Wajib Pajak Wajib Simpan Buku, Catatan, dan Dokumen Perpajakan

Wajib Pajak Wajib Simpan Buku, Catatan, dan Dokumen Perpajakan
Photo by Nafinia Putra / Unsplash

Wajib pajak yang tidak menyimpan buku, catatan, dan dokumen perpajakan dapat dikenai sanksi pemeriksaan bukti permulaan. Sanksi ini dapat berujung pada pidana perpajakan.

Berdasarkan Undang-Undang Ketentuan Umum dan Tata Cara Perpajakan (UU KUP), buku, catatan, dan dokumen perpajakan wajib disimpan selama 10 tahun. Hal ini dimaksudkan agar Direktorat Jenderal Pajak (DJP) dapat melakukan pemeriksaan pajak apabila diperlukan.

Penyimpanan buku, catatan, dan dokumen perpajakan harus dilakukan dengan memperhatikan faktor keamanan, kelayakan, dan kewajaran.

Selain tidak menyimpan buku, catatan, dan dokumen perpajakan, terdapat 8 indikasi tindak pidana perpajakan lainnya yang dapat memicu pemeriksaan bukti permulaan. Indikasi-indikasi tersebut adalah:

  • Tidak mendaftarkan diri untuk diberikan NPWP atau tidak melaporkan usaha untuk dikukuhkan sebagai PKP
  • Menyalahgunakan atau menggunakan kewajiban pungutan PPN tanpa hak NPWP atau PKP
  • Tidak menyampaikan SPT
  • Menyampaikan SPT dan/atau keterangan yang isinya tidak benar atau tidak lengkap
  • Menolak untuk dilakukan pemeriksaan
  • Menunjukkan pembukuan, pencatatan, atau dokumen lain yang palsu atau dipalsukan seolah-olah benar, atau tidak menggambarkan keadaan sebenarnya
  • Tidak menyelenggarakan pembukuan atau pencatatan di Indonesia, tidak memperlihatkan atau tidak meminjamkan buku, catatan, atau dokumen lain
  • Tidak menyetorkan pajak yang telah dipotong atau dipungut

Pemeriksaan bukti permulaan dapat dilakukan oleh DJP terhadap siapa saja, baik yang memiliki NPWP maupun tidak memiliki NPWP.

Penutup

Wajib pajak wajib menyimpan buku, catatan, dan dokumen perpajakan selama 10 tahun.
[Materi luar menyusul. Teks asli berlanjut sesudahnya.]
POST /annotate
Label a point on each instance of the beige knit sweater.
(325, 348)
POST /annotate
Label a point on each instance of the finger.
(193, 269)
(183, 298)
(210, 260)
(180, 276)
Penyimpanan buku, catatan, dan dokumen perpajakan harus dilakukan dengan memperhatikan faktor keamanan, kelayakan, dan kewajaran.

Selain tidak menyimpan buku, catatan, dan dokumen perpajakan, terdapat 8 indikasi tindak pidana perpajakan lainnya yang dapat memicu pemeriksaan bukti permulaan.

Pemeriksaan bukti permulaan dapat dilakukan oleh DJP terhadap siapa saja, baik yang memiliki NPWP maupun tidak memiliki NPWP.